NASCAR Champions Week

The NASCAR Sprint Cup Series Drivers' Championship is awarded by the chairman of NASCAR to the most successful Sprint Cup Series racing car driver over a season, as determined by a points system based on race results. The Drivers' Championship was first awarded in 1949 to Red Byron. The first driver to win multiple Championships was Herb Thomas in 1951 and 1953. The current Drivers' Champion is Kevin Harvick, who won his first championship in 2014.

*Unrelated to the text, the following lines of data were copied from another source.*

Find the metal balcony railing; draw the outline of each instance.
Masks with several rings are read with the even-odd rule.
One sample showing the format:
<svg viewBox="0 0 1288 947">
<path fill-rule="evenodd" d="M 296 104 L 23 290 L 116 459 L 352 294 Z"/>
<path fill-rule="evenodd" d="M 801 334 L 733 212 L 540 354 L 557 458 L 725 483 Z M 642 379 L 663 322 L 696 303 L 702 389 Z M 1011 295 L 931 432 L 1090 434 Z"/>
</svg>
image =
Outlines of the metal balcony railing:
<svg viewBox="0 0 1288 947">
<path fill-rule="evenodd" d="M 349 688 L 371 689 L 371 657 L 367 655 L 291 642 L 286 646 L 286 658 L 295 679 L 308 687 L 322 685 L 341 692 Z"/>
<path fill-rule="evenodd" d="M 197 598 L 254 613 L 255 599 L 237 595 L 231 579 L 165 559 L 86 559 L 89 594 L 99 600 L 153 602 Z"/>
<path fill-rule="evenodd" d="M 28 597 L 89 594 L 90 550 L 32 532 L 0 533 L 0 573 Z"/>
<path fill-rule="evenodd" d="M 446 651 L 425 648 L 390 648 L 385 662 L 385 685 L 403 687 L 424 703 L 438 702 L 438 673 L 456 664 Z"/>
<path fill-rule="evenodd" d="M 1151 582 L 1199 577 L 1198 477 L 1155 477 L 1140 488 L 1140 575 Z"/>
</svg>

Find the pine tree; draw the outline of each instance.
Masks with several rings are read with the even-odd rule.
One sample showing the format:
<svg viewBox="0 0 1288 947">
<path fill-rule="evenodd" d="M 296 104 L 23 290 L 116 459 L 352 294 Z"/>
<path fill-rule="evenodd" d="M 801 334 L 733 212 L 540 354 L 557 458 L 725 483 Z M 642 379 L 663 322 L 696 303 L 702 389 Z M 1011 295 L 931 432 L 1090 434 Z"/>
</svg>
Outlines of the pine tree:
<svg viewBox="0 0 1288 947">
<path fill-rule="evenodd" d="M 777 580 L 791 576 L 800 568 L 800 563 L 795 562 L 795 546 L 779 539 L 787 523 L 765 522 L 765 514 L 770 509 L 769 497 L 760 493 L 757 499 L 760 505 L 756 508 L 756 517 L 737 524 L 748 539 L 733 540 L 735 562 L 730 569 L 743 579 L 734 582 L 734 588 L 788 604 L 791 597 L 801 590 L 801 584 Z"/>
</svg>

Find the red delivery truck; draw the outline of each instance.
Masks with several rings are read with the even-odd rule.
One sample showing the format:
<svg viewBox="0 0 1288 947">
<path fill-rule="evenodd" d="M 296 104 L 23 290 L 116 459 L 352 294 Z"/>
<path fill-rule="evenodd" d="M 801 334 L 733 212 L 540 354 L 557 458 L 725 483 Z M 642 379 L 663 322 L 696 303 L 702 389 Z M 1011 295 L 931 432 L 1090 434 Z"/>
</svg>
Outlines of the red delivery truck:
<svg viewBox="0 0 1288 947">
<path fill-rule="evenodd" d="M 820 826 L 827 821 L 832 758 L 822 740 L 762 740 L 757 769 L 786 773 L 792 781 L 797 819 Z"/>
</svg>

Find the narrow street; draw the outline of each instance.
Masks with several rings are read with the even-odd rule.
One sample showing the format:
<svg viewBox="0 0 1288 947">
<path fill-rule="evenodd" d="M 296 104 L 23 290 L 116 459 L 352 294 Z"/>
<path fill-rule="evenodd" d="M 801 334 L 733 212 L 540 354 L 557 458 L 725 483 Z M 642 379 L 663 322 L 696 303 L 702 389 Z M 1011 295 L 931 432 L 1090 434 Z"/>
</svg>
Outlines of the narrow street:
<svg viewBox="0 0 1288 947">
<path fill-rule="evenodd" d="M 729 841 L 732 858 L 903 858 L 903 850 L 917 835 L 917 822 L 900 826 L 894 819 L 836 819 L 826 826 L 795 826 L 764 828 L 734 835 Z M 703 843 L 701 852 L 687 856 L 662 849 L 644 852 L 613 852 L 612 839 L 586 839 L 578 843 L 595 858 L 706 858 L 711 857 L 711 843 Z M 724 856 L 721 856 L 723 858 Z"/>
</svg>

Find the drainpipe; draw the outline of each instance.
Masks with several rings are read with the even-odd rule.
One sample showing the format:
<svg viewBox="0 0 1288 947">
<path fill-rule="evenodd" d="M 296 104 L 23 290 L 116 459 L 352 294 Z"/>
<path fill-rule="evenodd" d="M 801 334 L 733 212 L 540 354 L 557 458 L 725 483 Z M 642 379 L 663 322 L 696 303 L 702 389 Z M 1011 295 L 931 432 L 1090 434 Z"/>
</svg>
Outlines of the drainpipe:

The NASCAR points system has undergone several incarnations since its initial implementation. Originally, races awarded points by a complicated system based upon final positioning and weighted by prize money purses, such that higher-paying events gave more points. Soon after the advent of the modern era in 1972, the championship was decided by a more basic cumulative point total based solely upon a driver's finishing position in each race. In order to reduce the possibility of a driver clinching before the final event, NASCAR implemented the "Chase for the Cup" in 2004 which, with minor modification from 2004 to 2013 and more radical changes in 2014, stands as the current format. Before the final ten races, 16 drivers, chosen primarily on race wins, are reset to an equal amount of points, with bonus points awarded to a driver for each win prior to the reset. With these changes, the last Drivers' Champion to clinch before the final race was Matt Kenseth in 2003.